Re: help needed for specializing a class
On Apr 1, 11:29 am, Kai-Uwe Bux <jkherci...@gmx.net> wrote:
abir wrote:
On Apr 1, 6:10 am, Kai-Uwe Bux <jkherci...@gmx.net> wrote:
abir wrote:
hi,
I have a template (partial code only to express the intent)
The class have many other functions & typedefs.
template<typename C>
class range_v{
public:
typedef typename C::iterator iterator;
typedef typename C::size_type size_type;
public:
iterator begin(){
return cont_->begin()+begin_;
}
iterator end(){
return cont_->begin()+end_;
}
private:
C* cont_;
size_type begin_;
size_type end_;
};
I want to specialize it for some C , only for begin and like,
template<typename C,typename boost::enable_if<typename
C::is_memorable>::type >
class range_v{
public:
typedef typename C::iterator iterator;
typedef typename C::size_type size_type;
public:
iterator begin(){
return cont_->begin()+begin_ - cont_->remove_count();
}
iterator end(){
return cont_->begin()+end_- cont_->remove_count();
}
private:
C* cont_;
size_type begin_;
size_type end_;
};
where the original definition changed to
template<typename C,typename Enable = void> class range_v;
so basically, if the container C has a trait as memorable , i subtract
remove_count from begin & end. But all of other member functions (not
shown here ) are same.
is it possible to specialize ONLY these two functions rather than the
full class ?
[snip]
What about using overloads:
template< typename C >
class range_v{
public:
typedef typename C::iterator iterator;
typedef typename C::size_type size_type;
private:
iterator begin ( yes_type * ) {
return cont_->begin()+begin_ - cont_->remove_count();
}
iterator begin ( no_type * ) {
return cont_->begin()+begin_;
}
C* cont_;
size_type begin_;
size_type end_;
public:
iterator begin() {
return ( begin( static_cast< typename C::is_memorable * >( 0 ) ) );
}
};
Best
Kai-Uwe Bux
I thought about the overloading a few times. But the problem is i want
some additional behavior for begin & end (which subtracts remove_count
for a remove aware containers) . However std containers doesn't define
that trait. it is me who has defined it. so it C is a std::vector ,
typename C::is_memorable is not available, hence it will fail to work
with std containers.
Well, then define a traits template:
template < typename Container >
struct memorable_trait {
static const bool value = false;
typedef no_type type;
};
and specialize it for the containers you want.
Then you can overload on
memorable_trait<C>::type *
inside range_v.
so in some way i need to introduce a template
definition of begin & end so that when C::is_memorable is not
available , it will remove the definition from the overload, which is
not possible for plain member function overloads.

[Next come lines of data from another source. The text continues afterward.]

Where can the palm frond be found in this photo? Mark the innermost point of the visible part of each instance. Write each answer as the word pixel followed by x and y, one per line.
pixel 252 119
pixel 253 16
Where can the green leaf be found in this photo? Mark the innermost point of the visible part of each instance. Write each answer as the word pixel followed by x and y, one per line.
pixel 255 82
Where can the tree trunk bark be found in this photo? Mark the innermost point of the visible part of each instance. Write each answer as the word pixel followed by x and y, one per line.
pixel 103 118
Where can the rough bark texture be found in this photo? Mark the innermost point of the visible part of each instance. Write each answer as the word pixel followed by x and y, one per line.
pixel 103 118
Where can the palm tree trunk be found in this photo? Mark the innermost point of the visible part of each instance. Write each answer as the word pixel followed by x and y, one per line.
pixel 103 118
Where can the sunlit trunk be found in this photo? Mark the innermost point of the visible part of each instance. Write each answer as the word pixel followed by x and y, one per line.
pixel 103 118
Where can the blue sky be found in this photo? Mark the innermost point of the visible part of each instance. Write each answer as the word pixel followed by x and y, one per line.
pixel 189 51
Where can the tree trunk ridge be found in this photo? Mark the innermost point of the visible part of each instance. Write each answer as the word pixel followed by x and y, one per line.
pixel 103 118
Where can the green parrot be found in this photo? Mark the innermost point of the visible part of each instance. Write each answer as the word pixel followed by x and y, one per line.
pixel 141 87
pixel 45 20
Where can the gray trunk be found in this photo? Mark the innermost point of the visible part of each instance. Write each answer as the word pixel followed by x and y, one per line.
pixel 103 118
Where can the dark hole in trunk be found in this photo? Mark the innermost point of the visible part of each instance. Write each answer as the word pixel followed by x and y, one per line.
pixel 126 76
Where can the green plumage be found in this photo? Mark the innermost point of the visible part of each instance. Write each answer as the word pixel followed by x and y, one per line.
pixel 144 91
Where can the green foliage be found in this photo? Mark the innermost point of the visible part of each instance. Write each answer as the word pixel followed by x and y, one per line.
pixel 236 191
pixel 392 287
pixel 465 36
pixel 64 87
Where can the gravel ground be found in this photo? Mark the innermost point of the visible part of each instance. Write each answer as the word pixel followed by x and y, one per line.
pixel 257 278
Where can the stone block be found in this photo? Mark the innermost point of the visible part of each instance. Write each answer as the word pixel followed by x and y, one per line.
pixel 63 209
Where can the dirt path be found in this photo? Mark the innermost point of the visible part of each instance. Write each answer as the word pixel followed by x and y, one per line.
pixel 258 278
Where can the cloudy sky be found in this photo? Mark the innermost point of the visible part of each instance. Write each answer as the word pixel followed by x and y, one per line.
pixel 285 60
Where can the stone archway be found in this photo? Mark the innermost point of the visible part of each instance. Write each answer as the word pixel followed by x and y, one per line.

however i am not finding a way to auto deduce typename for member
functions (i can do that for free standing function like boost::begin
overload however) , also i am not finding a way to apply default
argument for member function template , like i can do in class
function template.
So i opted for a full class specialization.
However still i _think_ that it can be done with either member
function template or inheritance (i.e using CRTP) without copy-pasting
the code twice for the class.
thanks
abir
Exactly this is what i was looking for ...
But i was thinking in terms of template specialization
many thanks for the an
Best
Kai-Uwe Bux
Thanks,
the idea i had implemented a few moments ago like this, ...
template<typename C,typename Enable =void>
struct is_memorable{
typedef boost::false_type type;
};
template<typename C>
struct is_memorable<C,typename C::memorable>{
typedef boost::true_type type;
};
where for a memorable container it is like
namespace vec{
template<typename T>
class memory_vector{
private:
struct memorable_t;
public:
typedef memorable_t memorable;
};
}
but it looks, that the compiler always takes the false definition,
instead of the specialization.
so i think, in some ways, it is the definition which is unavailable to
the compiler.
can u specify in which namespace i will put the definitions ?
like for each memorable container will i put the specialization there
(and one in std namespace with false_type ) ?
in which order compiler searches for these definitions?
thanks
abir